Supercomputing and Computation
Advanced Data Analysis Capability and Surrogate GenerationMay 16, 2013
- Researchers rely on realistic datasets to build new analysis algorithms, but in many cases, realistic datasets have sensitivities that limit the audience that can work with them.
- One solution is to transform the original datasets with the intent to mask or remove the sensitive portions. This method is problematic because it is very difficult to ensure the transformation cannot be reversed.
- A better solution is to create surrogate datasets that have the properties of the original datasets but have no relationship to the content of the original data.
- Compute a comprehensive set of statistical measures that capture the properties of the original dataset.
- Review the statistical measures carefully for any of the sensitive properties in the original dataset and remove. For example, with geospatial data, if the location is sensitive, then translate and randomize the points across a new region.
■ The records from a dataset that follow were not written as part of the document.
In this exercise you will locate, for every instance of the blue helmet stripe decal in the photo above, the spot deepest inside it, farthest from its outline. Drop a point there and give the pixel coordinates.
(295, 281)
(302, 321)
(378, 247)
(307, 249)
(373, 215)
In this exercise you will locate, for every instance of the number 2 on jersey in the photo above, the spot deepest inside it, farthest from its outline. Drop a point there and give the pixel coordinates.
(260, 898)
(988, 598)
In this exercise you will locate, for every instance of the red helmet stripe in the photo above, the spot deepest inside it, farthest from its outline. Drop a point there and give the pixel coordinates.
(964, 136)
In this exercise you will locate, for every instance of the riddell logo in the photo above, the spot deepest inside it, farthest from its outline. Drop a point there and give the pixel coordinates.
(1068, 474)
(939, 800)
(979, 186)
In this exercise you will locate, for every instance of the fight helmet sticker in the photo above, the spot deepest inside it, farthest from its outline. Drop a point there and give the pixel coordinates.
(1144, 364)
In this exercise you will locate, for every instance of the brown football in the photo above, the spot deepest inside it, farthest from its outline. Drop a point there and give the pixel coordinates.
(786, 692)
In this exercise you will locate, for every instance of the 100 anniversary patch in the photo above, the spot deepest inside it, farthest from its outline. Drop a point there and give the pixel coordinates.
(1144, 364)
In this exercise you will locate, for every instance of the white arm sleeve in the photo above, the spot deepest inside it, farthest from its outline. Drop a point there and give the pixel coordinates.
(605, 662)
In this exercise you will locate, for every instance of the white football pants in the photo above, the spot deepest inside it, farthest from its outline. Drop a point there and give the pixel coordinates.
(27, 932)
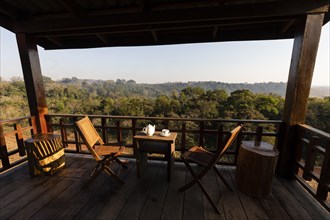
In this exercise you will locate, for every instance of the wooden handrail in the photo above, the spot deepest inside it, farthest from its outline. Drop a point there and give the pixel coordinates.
(315, 144)
(201, 129)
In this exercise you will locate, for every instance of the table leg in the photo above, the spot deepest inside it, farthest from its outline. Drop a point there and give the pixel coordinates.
(141, 159)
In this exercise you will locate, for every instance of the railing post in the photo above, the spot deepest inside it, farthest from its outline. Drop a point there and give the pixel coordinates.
(63, 134)
(220, 135)
(133, 127)
(322, 189)
(183, 137)
(76, 135)
(119, 133)
(201, 133)
(3, 150)
(19, 139)
(32, 122)
(238, 144)
(310, 158)
(258, 138)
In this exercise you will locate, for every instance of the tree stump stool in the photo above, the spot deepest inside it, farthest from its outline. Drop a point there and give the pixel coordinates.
(255, 168)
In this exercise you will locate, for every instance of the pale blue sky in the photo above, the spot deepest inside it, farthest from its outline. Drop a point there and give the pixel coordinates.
(232, 62)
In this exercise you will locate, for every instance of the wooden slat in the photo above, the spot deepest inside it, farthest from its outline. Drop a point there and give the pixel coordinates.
(308, 202)
(252, 206)
(294, 209)
(193, 201)
(173, 206)
(134, 205)
(149, 197)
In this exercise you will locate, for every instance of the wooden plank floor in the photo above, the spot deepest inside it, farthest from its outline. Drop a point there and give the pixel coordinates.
(67, 195)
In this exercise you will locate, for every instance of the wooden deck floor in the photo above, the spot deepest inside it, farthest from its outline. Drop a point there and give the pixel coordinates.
(62, 196)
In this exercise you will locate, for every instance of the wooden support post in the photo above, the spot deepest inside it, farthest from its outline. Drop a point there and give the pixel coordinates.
(310, 158)
(119, 132)
(304, 53)
(33, 79)
(19, 139)
(104, 131)
(258, 136)
(183, 137)
(220, 135)
(3, 150)
(322, 189)
(201, 133)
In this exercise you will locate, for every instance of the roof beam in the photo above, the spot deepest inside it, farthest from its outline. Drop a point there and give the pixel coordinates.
(164, 27)
(74, 7)
(276, 9)
(102, 38)
(8, 10)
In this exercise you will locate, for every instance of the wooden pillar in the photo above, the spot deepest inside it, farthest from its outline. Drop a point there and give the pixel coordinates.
(33, 79)
(303, 58)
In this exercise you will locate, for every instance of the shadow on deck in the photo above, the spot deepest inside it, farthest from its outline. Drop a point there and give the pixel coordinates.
(62, 196)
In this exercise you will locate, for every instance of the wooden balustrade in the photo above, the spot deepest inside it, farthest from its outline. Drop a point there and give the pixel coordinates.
(313, 162)
(191, 131)
(312, 156)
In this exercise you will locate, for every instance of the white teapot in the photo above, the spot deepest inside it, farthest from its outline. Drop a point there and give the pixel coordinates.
(149, 130)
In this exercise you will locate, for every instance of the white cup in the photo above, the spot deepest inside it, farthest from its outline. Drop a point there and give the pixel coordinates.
(165, 132)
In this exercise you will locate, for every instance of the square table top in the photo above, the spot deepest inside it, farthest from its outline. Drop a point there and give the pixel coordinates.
(156, 137)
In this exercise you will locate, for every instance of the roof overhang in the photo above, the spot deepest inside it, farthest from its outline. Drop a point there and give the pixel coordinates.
(64, 24)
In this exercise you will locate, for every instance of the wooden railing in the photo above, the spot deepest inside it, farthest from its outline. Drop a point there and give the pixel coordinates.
(202, 132)
(313, 162)
(12, 135)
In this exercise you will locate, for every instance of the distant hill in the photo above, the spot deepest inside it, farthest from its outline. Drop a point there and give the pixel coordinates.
(168, 88)
(320, 91)
(153, 90)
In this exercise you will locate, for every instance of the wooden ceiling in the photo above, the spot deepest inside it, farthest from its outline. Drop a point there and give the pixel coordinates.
(63, 24)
- Use the statistical measures and a large volume of external data to randomly generate a surrogate dataset with similar properties as the original.
- This process has been used with structured datasets and geospatial datasets.
- Produces a dataset that preserves many of the properties of the original with no direct connection to the content of the original data.
- Reviewing the statistical measures for sensitive information that could possibly carry into the surrogate is a shorter process than a review of the original dataset.
- The fidelity of the surrogate dataset is easily selectable by manipulation of the statistical measures and with the addition of randomness in the generation process.